Retries

YieldStar implements structured retries through RetryableError. Throwing this error inside a step.run signals to the runtime that the step should be re-executed according to the specified retry policy.

Basic retry

import { RetryableError } from "yieldstar";

yield* step.run(async () => {
  const res = await fetch("https://api.example.com/charge");
  if (!res.ok) {
    throw new RetryableError("Payment failed", {
      maxAttempts: 5,
      retryInterval: 2000,
    });
  }
  return res.json();
});
OptionTypeDescription
maxAttemptsnumberTotal number of times the step executes (including the first attempt)
retryIntervalnumberMilliseconds between retry attempts

How retries work

When a RetryableError is thrown:

  1. The runtime caches the error with done: false, indicating the step is incomplete.
  2. The runtime schedules a wake-up after retryInterval milliseconds.
  3. The worker process terminates.
  4. On the next invocation, the runtime replays cached steps, reaches the incomplete step, clears the cached error, and re-executes the function.
  5. This repeats until the function succeeds or maxAttempts is reached.

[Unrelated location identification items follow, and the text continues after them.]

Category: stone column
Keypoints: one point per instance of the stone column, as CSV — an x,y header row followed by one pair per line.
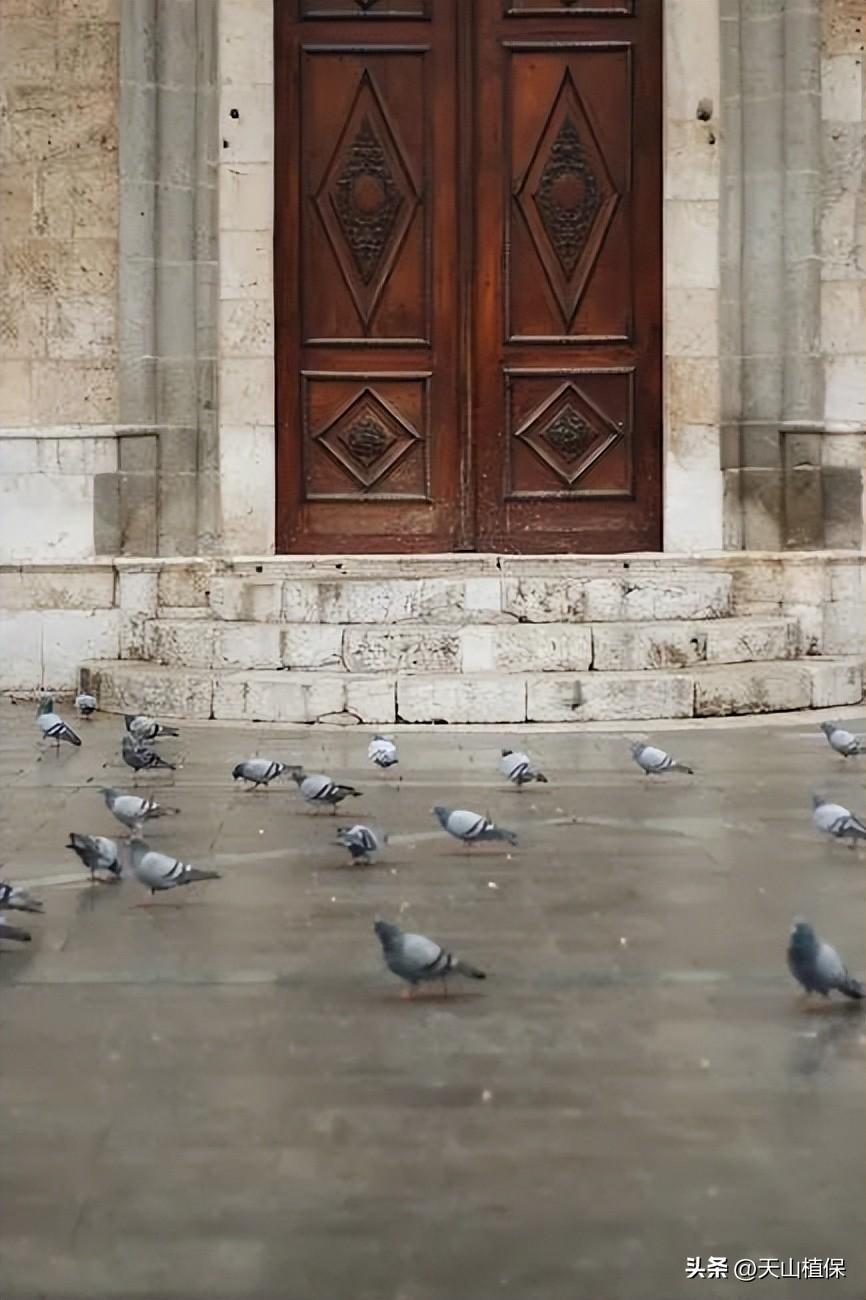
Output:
x,y
168,481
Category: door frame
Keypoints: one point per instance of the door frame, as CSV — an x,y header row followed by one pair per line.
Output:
x,y
692,475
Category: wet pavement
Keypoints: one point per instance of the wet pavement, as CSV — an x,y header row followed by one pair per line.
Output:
x,y
223,1095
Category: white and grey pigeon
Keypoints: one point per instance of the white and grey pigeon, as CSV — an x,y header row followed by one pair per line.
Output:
x,y
98,853
17,898
159,871
836,820
85,703
818,966
141,757
519,770
416,958
471,827
52,726
317,788
259,771
654,761
844,742
8,931
146,728
363,843
382,752
133,810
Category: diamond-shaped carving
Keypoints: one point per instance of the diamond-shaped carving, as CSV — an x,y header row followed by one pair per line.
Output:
x,y
367,199
567,198
568,433
368,438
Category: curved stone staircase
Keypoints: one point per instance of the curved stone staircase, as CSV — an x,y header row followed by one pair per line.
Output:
x,y
484,638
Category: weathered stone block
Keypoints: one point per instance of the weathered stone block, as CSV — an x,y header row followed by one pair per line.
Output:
x,y
421,649
536,599
750,689
72,636
316,645
844,628
836,681
247,645
752,640
460,698
189,645
603,697
150,689
637,646
243,599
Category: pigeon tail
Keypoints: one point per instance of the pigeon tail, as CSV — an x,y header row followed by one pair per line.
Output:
x,y
497,832
852,987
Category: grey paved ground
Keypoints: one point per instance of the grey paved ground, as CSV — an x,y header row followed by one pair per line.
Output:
x,y
229,1099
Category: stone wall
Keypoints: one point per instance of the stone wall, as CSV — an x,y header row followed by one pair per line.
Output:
x,y
59,187
793,274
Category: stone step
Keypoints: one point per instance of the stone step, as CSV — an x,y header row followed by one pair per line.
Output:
x,y
477,648
704,690
594,592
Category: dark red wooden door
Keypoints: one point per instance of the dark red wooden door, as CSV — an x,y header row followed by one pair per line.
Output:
x,y
468,274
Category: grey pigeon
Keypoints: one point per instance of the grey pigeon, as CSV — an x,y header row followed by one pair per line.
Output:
x,y
818,966
836,820
8,931
159,871
141,757
260,771
96,852
146,728
518,768
844,742
382,752
415,958
131,810
17,898
362,843
320,789
85,703
52,726
654,761
471,827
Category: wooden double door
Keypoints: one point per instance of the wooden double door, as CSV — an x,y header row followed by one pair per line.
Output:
x,y
468,265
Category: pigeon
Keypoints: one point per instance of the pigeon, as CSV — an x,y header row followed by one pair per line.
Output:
x,y
415,958
836,820
18,900
382,752
818,966
96,852
85,703
139,755
320,789
157,871
654,761
131,810
844,742
146,728
8,931
362,843
518,768
52,726
471,826
260,771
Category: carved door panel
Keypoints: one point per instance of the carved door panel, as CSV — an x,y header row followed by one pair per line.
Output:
x,y
568,273
367,290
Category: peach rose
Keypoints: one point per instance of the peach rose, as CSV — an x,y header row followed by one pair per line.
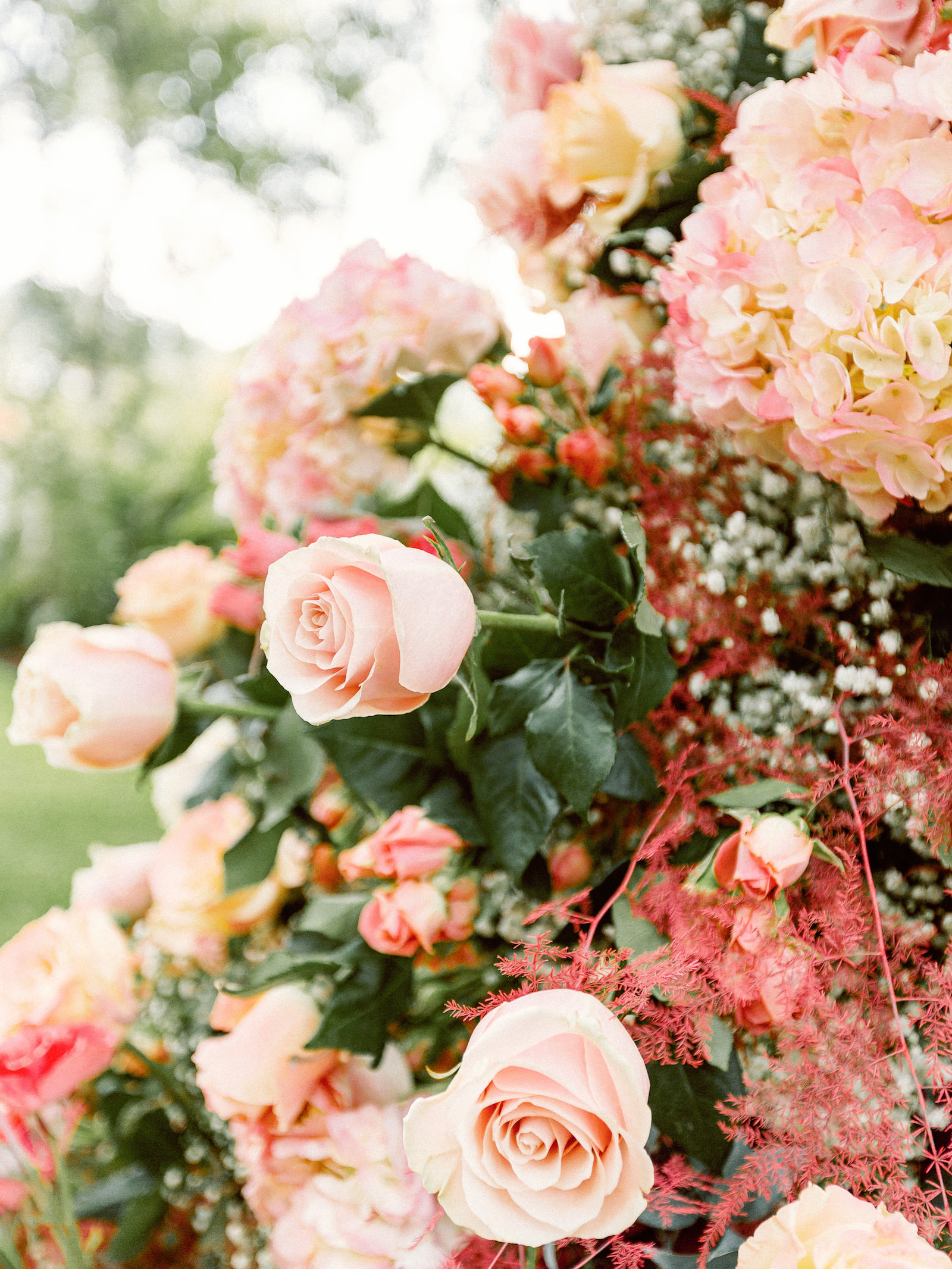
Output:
x,y
191,914
611,134
118,880
763,858
68,967
541,1133
408,847
168,594
99,698
365,626
831,1229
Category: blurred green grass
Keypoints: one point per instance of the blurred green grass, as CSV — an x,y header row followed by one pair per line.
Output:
x,y
49,817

When maxAttempts is exhausted, the error is thrown into the workflow generator. You can catch it with a standard try/catch:

try {
  yield* step.run(async () => {
    throw new RetryableError("flaky", { maxAttempts: 3, retryInterval: 1000 });
  });
} catch (err) {
  // all 3 attempts failed
  yield* step.run(() => markAsFailed());
}

Non-retryable errors

Any error that is not a RetryableError terminates the step immediately and throws into the workflow — no retries, no scheduling. The error is cached with done: true.

yield* step.run(() => {
  throw new Error("fatal"); // no retry, thrown immediately
});

Retry via polling

step.poll is a higher-level primitive that uses RetryableError internally. It retries a predicate at a fixed interval:

yield* step.poll(
  { retryInterval: 1000, maxAttempts: 10 },
  () => isReady()
);

If isReady() returns false, the poll throws a RetryableError with the configured policy. If it returns true, the step completes. If it throws a regular error, the step fails without retrying.